Is it true that when the air is hot, hot air rises and makes the balloon rise, and when the air is cooled down, cool air descends and makes the balloon stop rising.

 

[Doc Al]

Originally posted by Johnny Leong
(b) Calculate the length of rope which has been uncoiled when the balloon has stopped rising.

The balloon will stop rising when the weight of the uncoiled rope (the tension exerted on the balloon) is enough to make the net force on the balloon zero. So the three forces you identified in part A must sum to zero. Calculate the "upthrust" (buoyant force) using Archimede's principle: it equals the weight of the displaced air.

(c).
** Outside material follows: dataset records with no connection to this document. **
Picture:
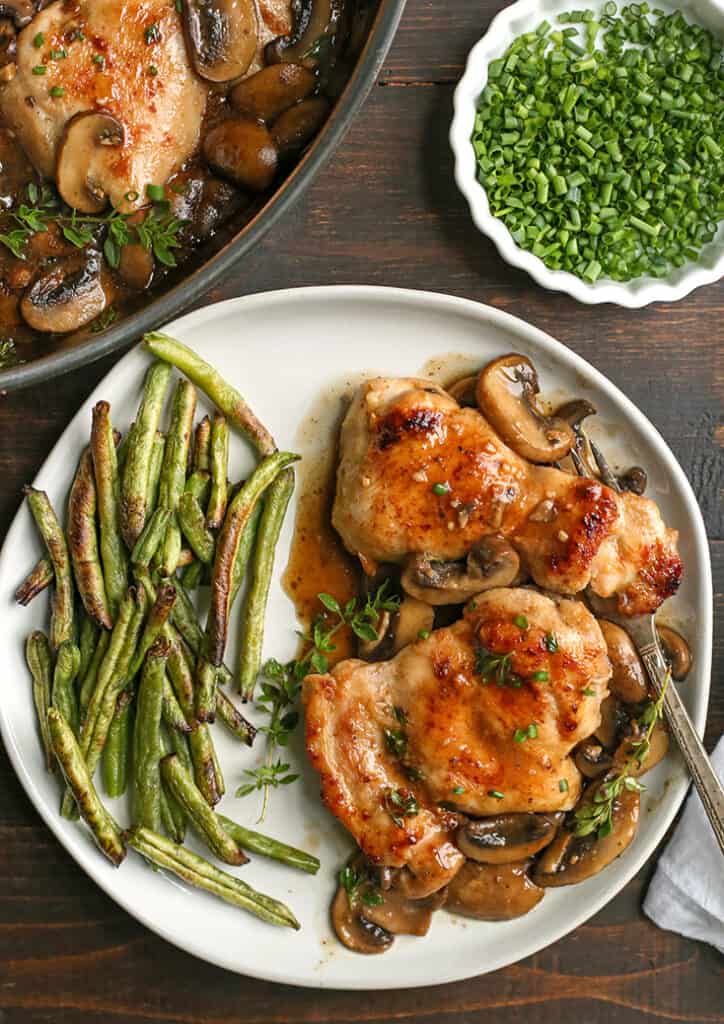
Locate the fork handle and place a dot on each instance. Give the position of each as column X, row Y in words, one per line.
column 708, row 785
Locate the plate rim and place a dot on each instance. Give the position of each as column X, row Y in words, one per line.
column 85, row 855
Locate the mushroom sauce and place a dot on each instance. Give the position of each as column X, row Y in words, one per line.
column 76, row 252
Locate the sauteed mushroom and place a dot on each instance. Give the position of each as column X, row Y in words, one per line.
column 221, row 37
column 272, row 90
column 507, row 838
column 493, row 892
column 88, row 148
column 66, row 297
column 676, row 650
column 493, row 563
column 571, row 858
column 243, row 151
column 628, row 681
column 515, row 415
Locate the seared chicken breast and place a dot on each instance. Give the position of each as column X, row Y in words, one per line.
column 420, row 474
column 443, row 724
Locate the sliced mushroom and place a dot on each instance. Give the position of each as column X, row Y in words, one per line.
column 243, row 151
column 272, row 90
column 628, row 681
column 592, row 759
column 507, row 394
column 20, row 12
column 315, row 23
column 493, row 563
column 676, row 651
column 464, row 391
column 87, row 151
column 400, row 915
column 507, row 838
column 297, row 126
column 657, row 750
column 493, row 892
column 221, row 37
column 353, row 930
column 634, row 479
column 571, row 858
column 67, row 297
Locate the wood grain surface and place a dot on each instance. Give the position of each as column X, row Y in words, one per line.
column 384, row 211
The pressure inside is greater than the pressure outside.

As the balloon rises, the outside air pressure is less causing the balloon to stretch more to contain the helium. Eventually the tension in the balloon material is too much and it bursts.

Is it true that when the air is hot, hot air rises and makes the balloon rise, and when the air is cooled down, cool air descends and makes the balloon stop rising.
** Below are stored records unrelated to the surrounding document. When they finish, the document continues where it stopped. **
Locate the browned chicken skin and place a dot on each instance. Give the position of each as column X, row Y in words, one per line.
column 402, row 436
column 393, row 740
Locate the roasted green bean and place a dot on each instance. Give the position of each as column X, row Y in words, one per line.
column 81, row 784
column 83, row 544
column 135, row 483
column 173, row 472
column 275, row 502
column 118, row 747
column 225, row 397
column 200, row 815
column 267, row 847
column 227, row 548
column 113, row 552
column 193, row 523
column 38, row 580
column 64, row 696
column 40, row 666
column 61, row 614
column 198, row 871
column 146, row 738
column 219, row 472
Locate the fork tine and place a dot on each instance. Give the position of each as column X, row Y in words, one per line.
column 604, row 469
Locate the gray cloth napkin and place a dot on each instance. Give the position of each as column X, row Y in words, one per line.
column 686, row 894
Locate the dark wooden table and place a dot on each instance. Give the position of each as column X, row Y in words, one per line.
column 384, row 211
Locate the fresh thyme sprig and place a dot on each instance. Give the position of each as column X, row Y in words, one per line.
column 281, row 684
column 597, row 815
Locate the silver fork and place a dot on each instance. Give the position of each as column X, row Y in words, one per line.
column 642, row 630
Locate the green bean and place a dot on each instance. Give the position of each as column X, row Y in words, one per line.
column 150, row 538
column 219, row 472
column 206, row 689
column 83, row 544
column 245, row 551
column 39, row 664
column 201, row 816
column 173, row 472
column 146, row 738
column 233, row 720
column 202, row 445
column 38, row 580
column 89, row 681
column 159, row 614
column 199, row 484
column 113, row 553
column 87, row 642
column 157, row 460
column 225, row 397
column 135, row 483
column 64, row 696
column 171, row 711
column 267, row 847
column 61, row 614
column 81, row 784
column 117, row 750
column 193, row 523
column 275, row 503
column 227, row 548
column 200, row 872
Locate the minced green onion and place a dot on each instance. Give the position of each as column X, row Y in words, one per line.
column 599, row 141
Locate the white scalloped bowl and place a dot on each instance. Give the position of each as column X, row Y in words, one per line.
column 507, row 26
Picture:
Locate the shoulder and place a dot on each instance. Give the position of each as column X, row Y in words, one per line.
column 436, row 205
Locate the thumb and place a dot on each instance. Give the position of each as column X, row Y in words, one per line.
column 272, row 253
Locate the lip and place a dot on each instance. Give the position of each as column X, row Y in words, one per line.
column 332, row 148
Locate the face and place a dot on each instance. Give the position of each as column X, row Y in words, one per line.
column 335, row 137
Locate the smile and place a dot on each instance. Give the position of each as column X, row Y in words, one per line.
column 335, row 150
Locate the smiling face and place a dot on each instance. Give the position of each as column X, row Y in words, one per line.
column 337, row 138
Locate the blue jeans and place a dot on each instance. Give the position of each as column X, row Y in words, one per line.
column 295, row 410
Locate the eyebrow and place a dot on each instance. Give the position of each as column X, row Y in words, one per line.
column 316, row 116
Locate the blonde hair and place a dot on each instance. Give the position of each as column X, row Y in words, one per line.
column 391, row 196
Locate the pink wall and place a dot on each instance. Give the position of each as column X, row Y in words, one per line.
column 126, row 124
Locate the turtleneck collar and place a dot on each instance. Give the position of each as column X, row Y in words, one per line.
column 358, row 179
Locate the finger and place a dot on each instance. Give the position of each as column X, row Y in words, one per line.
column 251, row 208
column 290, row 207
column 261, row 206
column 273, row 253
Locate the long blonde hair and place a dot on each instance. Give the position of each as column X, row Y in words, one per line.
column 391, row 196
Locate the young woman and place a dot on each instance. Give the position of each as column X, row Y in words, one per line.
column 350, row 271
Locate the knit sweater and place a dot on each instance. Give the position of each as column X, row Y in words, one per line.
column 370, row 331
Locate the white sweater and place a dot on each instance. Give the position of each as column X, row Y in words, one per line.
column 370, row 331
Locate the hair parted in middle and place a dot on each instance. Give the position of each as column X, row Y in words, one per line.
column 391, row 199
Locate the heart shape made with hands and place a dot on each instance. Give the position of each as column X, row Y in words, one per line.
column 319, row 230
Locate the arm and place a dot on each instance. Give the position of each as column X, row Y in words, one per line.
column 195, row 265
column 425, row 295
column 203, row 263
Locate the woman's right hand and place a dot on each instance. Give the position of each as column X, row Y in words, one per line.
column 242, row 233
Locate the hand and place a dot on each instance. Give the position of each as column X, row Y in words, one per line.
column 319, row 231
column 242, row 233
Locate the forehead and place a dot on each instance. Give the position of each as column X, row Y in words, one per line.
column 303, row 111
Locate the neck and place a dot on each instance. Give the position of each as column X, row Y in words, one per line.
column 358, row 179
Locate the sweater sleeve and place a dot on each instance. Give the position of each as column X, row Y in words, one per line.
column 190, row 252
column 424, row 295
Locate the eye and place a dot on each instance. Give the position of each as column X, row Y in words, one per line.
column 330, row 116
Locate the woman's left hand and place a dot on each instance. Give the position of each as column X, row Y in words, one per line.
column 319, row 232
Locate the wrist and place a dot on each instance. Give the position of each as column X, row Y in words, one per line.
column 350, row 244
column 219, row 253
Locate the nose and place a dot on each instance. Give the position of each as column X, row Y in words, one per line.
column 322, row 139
The hot air is less dense than the surrounding (outside) cool air. The buoyant force (the outside air pushing on the balloon) is enough to lift the balloon plus people. When the air inside is cooled, its density increases: the buoyant force can no longer support the heavier balloon.

 

[Johnny Leong]

Thank you for your help, Doc Al!

Now, I have another question. Refer to the second question above.
If I already know that the upthrust to make the big balloon remain in the sky is 2760 N and the total weight of the air in the big balloon is 2500 N. Because there is a rope to attach to a big basket and the balloon, then the tension of the rope should be 260 N to keep the whole balloon remain at rest in the sky. And now the rope to the big basket is cut, to calculate the initial acceleration of the balloon, the answer should be calculated like this:
F = ma, F = 260 N, m = 2500 / 10 = 250 kg
then a = 1.04 m / s2.
Is my answer right?

 

[Doc Al]

Originally posted by Johnny Leong
... the answer should be calculated like this:
F = ma, F = 260 N, m = 2500 / 10 = 250 kg
then a = 1.04 m / s2.

Assuming that what you call "total weight of the air in the big balloon" also includes the weight of the balloon itself, then your answer is exactly right.